You want to do all that stuff you feel pressured to do.
That’s the short story. Here’s the long story.
Ever notice how often it’s the same government officials who are so hell-bent on “praying away the gay” and persecuting the LGBTQ community who are caught with their pants down in a gay scandal a couple years later?
What the hell is going on with that?
Well, he absolutely 100% denies that he has any homosexual urges. Not one. No sir, no how. Not now. Not ever.
But somebody around here wants some dude on dude loving, and that is absolutely repulsive. He can’t abide by that. How in the world would anybody want that? It’s unthinkable. It’s degrading. It’s the worst thing he could think of.
(And he thinks about it all the time.)
He simply refuses to even entertain the idea that he is the person who has these urges because it’s too upsetting. It’s not in alignment with his world view. It’s not who he’s told everyone else he is.
He is uncomfortable with his own natural, minor, unavoidable homosexual thoughts & desires, so he represses them. Like any temptation; the more vehemently it’s forbidden, the more enticing it becomes. It’s like the more you try to ignore it, the louder the siren sings.
Ignoring it doesn’t do any good. It doesn’t actually go away. Instead of recognizing his own desires, he perceives it as being out there. Soon he begins to feel a general feeling that “the gays” are out to get him.
What he’s really experiencing is his externalized self hatred as if it’s coming from anywhere other than where it actually lives; in him.
So what does all this have to do with the office? And your home life?
Everything, it turns out.
Any time you feel pressure from an external source to do something, you’re actually experiencing an internal desire to do that thing that you’ve lost touch with.
Remember this famous quote?
“No one can make you feel inferior without your consent.” – Eleanor Roosevelt
If you didn’t already feel inferior, their opinion of you wouldn’t matter.
If you truly didn’t want to do something, you wouldn’t feel the slightest pressure to do it. No matter how much the person asking you to do it wants you to do it, the amount of pressure you feel is only a measure of how much you want to do it.
It has zero correlation to the other person’s internal state. None. (You’re not a mind reader; there’s no way for you to know what they’re thinking, remember.)
It’s all you.
All that pressure at work? It’s your own desire to excel that you’re not in touch with. You might not admit it to yourself, (or anyone else) because you wouldn’t be able to guilt-trip people for all that work you do for so little thanks. You might be working to leverage all that hard work to a promotion, and you don’t want to appear too eager so you disassociate from your drive to win.
Maybe you just never fully realized what kind of incredible motivation you have to work hard.
Maybe you know how hard you have to work to keep the job, and you like the pay but can’t admit you’d stay in a situation like that for something as simple as the money.
Whatever the reason, the process stays the same: “I have to” is actually, “I want to.”
When you feel pressure to work hard, it’s simply because you want to work hard. When you feel pressure at home to do all these chores, it’s simply because you want to do all these chores.

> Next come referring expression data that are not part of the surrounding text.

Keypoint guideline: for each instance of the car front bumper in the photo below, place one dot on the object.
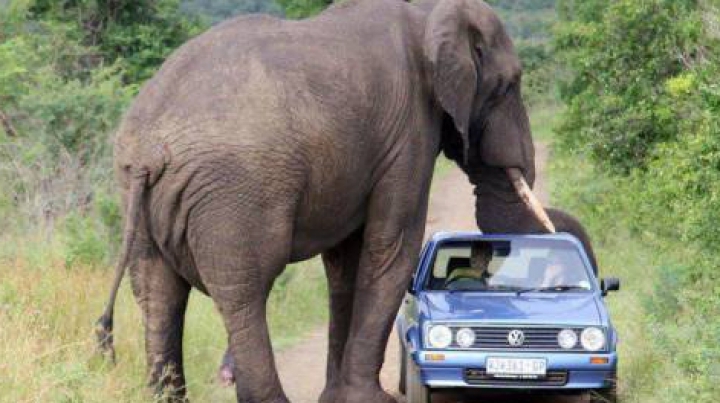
(465, 369)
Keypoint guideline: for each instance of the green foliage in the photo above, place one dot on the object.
(640, 82)
(618, 56)
(218, 10)
(297, 9)
(529, 23)
(139, 33)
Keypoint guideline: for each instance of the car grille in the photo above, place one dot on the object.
(480, 377)
(536, 338)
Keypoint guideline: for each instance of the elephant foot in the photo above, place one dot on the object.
(329, 394)
(226, 377)
(360, 395)
(226, 374)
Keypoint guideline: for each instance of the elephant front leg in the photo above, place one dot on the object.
(163, 297)
(341, 265)
(389, 255)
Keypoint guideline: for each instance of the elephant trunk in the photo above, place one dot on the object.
(528, 197)
(505, 203)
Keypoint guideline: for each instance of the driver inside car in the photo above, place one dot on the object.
(474, 276)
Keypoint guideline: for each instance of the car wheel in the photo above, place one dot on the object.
(417, 392)
(608, 395)
(402, 385)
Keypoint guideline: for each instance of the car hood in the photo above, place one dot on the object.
(535, 308)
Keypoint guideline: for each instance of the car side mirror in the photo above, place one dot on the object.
(609, 284)
(411, 286)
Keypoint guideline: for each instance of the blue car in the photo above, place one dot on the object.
(511, 312)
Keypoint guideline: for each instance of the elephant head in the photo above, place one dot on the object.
(476, 80)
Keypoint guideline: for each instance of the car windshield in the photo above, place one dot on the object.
(523, 264)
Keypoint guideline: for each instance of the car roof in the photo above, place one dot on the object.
(442, 237)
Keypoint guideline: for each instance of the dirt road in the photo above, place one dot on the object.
(452, 207)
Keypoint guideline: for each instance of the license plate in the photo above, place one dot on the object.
(516, 367)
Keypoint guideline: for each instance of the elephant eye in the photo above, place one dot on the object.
(478, 51)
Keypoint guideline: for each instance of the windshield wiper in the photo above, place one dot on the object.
(558, 288)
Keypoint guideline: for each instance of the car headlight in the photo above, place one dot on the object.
(465, 337)
(567, 339)
(592, 339)
(439, 336)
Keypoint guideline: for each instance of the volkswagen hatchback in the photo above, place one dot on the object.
(521, 312)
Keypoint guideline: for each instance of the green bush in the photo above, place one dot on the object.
(640, 82)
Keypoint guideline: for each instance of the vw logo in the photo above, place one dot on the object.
(516, 338)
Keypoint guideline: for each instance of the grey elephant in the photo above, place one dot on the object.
(264, 142)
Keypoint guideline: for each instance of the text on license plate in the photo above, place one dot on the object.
(514, 367)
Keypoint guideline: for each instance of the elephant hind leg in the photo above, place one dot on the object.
(163, 297)
(341, 263)
(238, 268)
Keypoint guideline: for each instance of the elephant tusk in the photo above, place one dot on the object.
(528, 197)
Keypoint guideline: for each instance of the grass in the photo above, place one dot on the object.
(646, 370)
(49, 300)
(47, 350)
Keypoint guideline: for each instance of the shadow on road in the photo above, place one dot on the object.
(486, 397)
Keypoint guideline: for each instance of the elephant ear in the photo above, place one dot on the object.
(453, 70)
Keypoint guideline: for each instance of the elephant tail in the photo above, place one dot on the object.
(104, 326)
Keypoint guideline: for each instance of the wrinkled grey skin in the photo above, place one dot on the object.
(264, 142)
(563, 221)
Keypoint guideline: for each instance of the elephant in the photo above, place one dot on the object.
(264, 142)
(563, 221)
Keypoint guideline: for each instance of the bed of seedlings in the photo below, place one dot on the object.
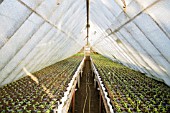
(131, 91)
(40, 93)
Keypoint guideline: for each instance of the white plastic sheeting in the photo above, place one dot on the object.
(38, 33)
(138, 36)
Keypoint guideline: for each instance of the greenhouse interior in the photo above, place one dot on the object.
(84, 56)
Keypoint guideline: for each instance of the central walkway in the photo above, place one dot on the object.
(87, 97)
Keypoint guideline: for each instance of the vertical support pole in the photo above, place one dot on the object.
(81, 72)
(94, 83)
(100, 104)
(79, 81)
(73, 102)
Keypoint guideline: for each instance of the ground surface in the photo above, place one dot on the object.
(87, 100)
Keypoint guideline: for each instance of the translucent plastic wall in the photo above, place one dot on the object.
(137, 36)
(38, 33)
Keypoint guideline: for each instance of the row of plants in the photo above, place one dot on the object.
(131, 91)
(26, 95)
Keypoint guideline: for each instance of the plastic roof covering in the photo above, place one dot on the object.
(38, 33)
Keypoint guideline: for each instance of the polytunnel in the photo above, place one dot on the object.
(53, 40)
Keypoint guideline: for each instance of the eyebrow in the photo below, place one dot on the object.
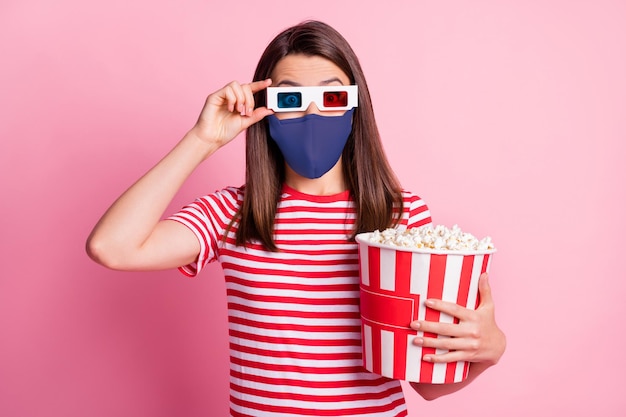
(289, 83)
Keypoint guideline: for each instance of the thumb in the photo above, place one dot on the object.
(257, 115)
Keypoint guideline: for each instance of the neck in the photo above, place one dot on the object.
(328, 184)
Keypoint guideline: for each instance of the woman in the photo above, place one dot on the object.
(315, 176)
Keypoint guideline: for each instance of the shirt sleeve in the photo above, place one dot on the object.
(208, 218)
(416, 212)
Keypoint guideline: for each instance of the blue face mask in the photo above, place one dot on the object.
(311, 145)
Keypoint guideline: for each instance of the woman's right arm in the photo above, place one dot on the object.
(131, 235)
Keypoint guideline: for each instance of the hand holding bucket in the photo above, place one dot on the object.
(395, 282)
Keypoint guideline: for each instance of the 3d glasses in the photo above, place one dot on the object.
(326, 98)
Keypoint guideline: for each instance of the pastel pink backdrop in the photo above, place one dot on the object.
(507, 117)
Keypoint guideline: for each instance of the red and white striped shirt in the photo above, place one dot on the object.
(294, 322)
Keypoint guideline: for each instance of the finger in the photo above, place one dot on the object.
(448, 343)
(249, 107)
(257, 115)
(449, 308)
(240, 97)
(257, 86)
(230, 97)
(434, 327)
(452, 356)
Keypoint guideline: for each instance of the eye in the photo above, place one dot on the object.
(335, 98)
(289, 100)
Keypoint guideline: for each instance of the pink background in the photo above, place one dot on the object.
(508, 117)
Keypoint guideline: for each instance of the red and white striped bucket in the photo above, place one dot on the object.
(395, 281)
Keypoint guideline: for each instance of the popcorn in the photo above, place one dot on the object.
(438, 237)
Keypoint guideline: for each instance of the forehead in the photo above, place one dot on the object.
(299, 69)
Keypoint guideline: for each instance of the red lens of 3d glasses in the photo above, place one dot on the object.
(335, 98)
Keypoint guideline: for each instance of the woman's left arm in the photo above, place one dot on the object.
(475, 338)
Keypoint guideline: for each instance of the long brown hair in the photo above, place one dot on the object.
(370, 180)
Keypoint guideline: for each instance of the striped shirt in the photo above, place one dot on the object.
(294, 322)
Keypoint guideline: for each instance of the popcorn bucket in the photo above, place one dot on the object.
(395, 282)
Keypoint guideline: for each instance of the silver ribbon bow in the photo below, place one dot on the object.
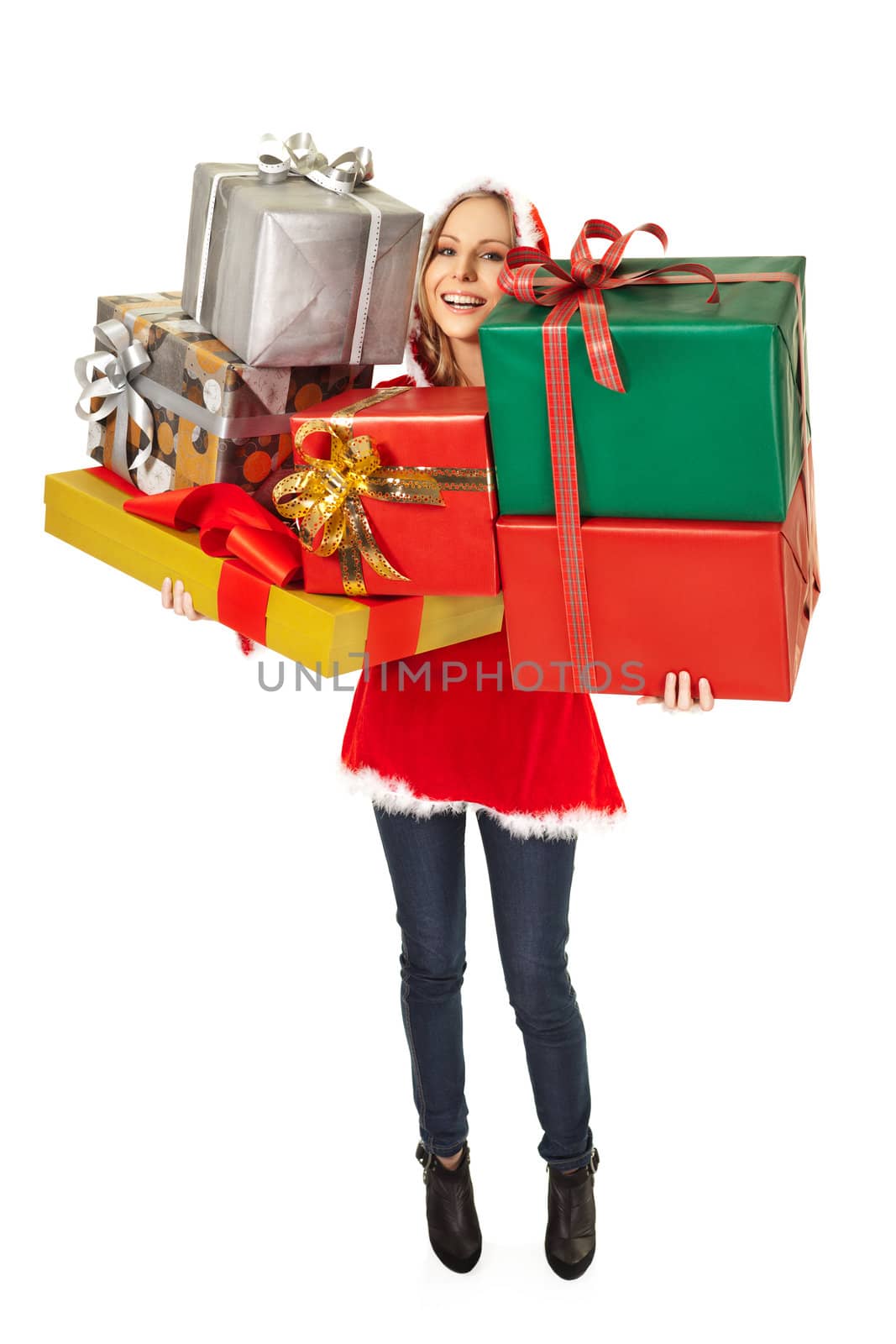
(123, 360)
(300, 158)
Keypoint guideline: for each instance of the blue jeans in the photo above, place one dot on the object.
(530, 884)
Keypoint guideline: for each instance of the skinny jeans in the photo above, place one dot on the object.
(530, 880)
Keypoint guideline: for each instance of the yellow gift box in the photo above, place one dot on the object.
(86, 510)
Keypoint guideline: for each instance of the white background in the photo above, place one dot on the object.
(207, 1128)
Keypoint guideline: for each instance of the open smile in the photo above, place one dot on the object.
(459, 302)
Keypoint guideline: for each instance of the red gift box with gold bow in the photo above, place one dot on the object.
(394, 494)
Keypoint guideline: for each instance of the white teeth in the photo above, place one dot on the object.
(463, 300)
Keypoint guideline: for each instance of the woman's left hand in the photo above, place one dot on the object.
(678, 694)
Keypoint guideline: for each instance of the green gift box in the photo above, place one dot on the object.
(710, 423)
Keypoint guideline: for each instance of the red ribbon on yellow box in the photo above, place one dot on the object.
(257, 549)
(258, 553)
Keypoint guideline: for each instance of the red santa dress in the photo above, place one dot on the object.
(463, 732)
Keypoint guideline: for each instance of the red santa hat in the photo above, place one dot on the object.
(530, 233)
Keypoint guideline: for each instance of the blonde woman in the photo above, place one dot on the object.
(532, 765)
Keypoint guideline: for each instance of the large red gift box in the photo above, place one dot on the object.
(727, 601)
(441, 548)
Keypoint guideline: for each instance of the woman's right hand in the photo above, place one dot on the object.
(179, 600)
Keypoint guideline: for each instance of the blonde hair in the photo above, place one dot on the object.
(434, 346)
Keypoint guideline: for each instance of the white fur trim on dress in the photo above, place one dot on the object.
(394, 795)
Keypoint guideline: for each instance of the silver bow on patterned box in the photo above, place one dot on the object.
(123, 360)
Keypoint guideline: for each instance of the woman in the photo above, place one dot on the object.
(533, 766)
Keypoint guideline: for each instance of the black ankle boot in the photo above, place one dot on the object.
(570, 1240)
(450, 1211)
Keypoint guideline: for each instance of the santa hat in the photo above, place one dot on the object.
(530, 233)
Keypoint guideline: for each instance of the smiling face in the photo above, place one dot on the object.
(461, 281)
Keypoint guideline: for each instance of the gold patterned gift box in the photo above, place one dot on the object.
(214, 418)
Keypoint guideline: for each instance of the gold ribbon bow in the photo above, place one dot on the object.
(328, 492)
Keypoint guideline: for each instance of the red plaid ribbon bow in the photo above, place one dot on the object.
(564, 292)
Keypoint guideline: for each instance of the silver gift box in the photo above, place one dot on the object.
(285, 262)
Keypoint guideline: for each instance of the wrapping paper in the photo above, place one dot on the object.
(728, 601)
(285, 264)
(708, 425)
(441, 549)
(194, 366)
(85, 508)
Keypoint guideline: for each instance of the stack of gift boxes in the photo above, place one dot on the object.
(694, 543)
(656, 517)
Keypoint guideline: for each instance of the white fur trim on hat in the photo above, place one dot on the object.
(527, 237)
(394, 795)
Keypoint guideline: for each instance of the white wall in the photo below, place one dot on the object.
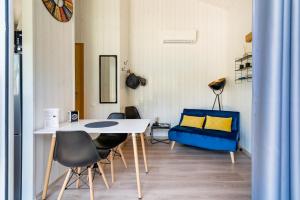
(178, 74)
(98, 27)
(240, 95)
(53, 80)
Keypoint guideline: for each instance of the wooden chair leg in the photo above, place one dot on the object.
(112, 167)
(64, 185)
(232, 157)
(122, 156)
(103, 174)
(172, 145)
(91, 183)
(78, 181)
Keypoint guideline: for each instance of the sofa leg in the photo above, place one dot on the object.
(232, 157)
(172, 145)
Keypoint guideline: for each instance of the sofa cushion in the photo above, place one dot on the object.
(218, 123)
(211, 133)
(192, 121)
(203, 113)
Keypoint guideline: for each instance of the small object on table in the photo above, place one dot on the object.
(73, 116)
(157, 125)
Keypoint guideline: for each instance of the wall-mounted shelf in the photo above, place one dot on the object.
(243, 69)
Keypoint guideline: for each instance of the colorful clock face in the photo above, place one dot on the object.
(61, 10)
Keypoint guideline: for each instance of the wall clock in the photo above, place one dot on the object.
(61, 10)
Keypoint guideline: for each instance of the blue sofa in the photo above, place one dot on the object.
(208, 139)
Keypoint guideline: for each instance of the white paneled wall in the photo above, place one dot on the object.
(98, 27)
(53, 80)
(177, 74)
(240, 95)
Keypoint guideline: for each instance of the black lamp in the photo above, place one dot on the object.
(217, 87)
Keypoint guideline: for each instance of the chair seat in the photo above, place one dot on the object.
(103, 153)
(109, 141)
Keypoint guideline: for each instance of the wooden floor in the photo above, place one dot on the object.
(182, 174)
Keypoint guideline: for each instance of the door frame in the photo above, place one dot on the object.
(83, 80)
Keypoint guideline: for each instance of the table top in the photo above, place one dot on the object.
(161, 126)
(123, 126)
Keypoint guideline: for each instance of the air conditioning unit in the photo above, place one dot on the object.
(186, 36)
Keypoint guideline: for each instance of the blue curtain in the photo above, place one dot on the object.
(276, 100)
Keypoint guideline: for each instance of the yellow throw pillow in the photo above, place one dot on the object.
(218, 123)
(192, 121)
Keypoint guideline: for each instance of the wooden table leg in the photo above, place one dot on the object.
(112, 170)
(136, 162)
(49, 166)
(144, 152)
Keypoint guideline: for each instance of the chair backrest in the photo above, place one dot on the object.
(75, 149)
(116, 116)
(215, 113)
(131, 112)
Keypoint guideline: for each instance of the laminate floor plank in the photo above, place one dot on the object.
(186, 173)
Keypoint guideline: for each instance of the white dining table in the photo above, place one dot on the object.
(132, 126)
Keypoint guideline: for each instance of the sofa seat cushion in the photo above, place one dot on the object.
(210, 133)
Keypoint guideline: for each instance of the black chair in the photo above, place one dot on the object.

So any time you feel pressure, ask yourself, “What about this situation is the thing I actually want?”
You’ll be amazed at the power you’ll find in admitting your desires. (Maybe not with others, to start, but certainly a good idea to try it with yourself.)
Instead of feeling like the world is out to get you, you’ll realize you’re angry with the world. Any of these experiences of pain from out there should be welcomed. Open your arms & your heart to these experiences because they are a beautiful gift of self discovery, growth, & opportunity for improvement.
Just like energy can neither be created nor destroyed; just translated, so too are your desires. Reclaim your energy by accepting all the parts of who you are, and suddenly the world is full of happiness & joy. (Not because anything out there changed, but you’ll now be seeing reflections of your own inner wholeness shining back at you everywhere you look instead of that part of yourself you couldn’t accept.)
Have other “out there” problems? Tell me about ‘em. I’d love to help you understand what the hell is going on, and help you reclaim all that energy you’re spending fighting what you can’t admit.
You’re a beautiful, multifaceted person who is a wealth of contradictions, logical & illogical desires, and that’s a wonderful thing to be.